Operationen: Finanzministerium zweifelt APOTHEKE ADHOC, 20.06.2018 12:01 Uhr
Ein schneller OP-Termin für Bandscheibe, Knie, Hüfte oder Bypass – das kann ein Hinweis darauf sein, dass der Eingriff erstens überflüssig ist und zweitens der Umsatzsteigerung des jeweiligen Krankenhauses dient. Das ist das Ergebnis eines neuen Gutachtens aus dem Bundesfinanzministerium (BMF) mit dem Titel „Über - und Fehlversorgung in deutschen Krankenhäusern: Gründe und Reformoptionen”.
Die Fallzahlsteigerungen in bestimmten Bereichen sind auch der Anlass für die Analyse des BMF-Beirats gewesen. Laut Gutachten ist die Ursache schnell ausgemacht: Deutschland hat zuviele Krankenhäuser. Längst üblich sind in zahlreichen Kliniken Visiten, bei denen die Kosten-Nutzen-Optimierer aus der Verwaltung mitlaufen. Damit die Einrichtungen wirtschaftlich arbeiten, ist das Prinzip von der Nachfrage, die das Angebot regelt, im Laufe der Jahre umgedreht worden auf ein Überangebot an Kliniken, die sich über entsprechende OP-Diagnosen die Einnahmen beschaffen.
52 Prozent aller Kliniken in Deutschland haben weniger als 200 Betten, was ihnen laut Gutachten ein normales Wirtschaften unmöglich macht. Noch deutlicher wird das Gutachten an dieser Stelle mit Blick auf die Querfinanzierung eigentlich nicht rentabler Krankenhäuser. Mit dem politischen Gütesiegel der „wohnortnahen Versorgung” würden sie weiterfinanziert über die Krankenversicherungen und ihre Beitragszahler, obwohl sie längst ineffizient seien.

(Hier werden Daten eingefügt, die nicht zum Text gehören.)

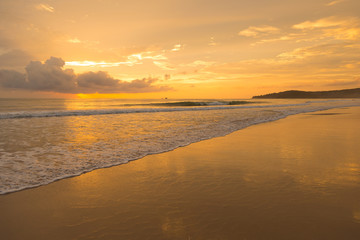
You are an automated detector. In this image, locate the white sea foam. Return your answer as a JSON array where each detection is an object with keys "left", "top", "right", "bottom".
[{"left": 0, "top": 100, "right": 360, "bottom": 194}]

Während es in Deutschland knapp 1400 Krankenhäuser gibt und somit auf 1000 Einwohner rechnerisch gut sechs Klinikbetten kommen, leistet sich Nachbar Dänemark nur 2,5 Betten pro 1000 Einwohner. Auf dänische Verhältnisse umgerechnet hätte Deutschland dann vergleichbar weniger als 400 Krankenhäuser. Die wären dann aber alle mit eigenem Computertomographen (CT) und Intensivbetten ausgestattet. Tatsächlich verfügt derzeit jedes fünfte Krankenhaus über kein eigenes Intensivbett, 34 Prozent haben keinen eigenen CT.
Der Beirat kommt denn auch zu dem Ergebnis, dass Krankenkassen und Leistungserbringern das Recht eingeräumt werden sollte, Krankenhäuser zu schließen und Schwerpunkte in der medizinischen Versorgung zu bündeln. Darüber hinaus erarbeitete der Beirat Vorschläge für eine Neugestaltung der Investitionsfinanzierung der Krankenhäuser. Auch diese könnte auf die Krankenkassen übergehen.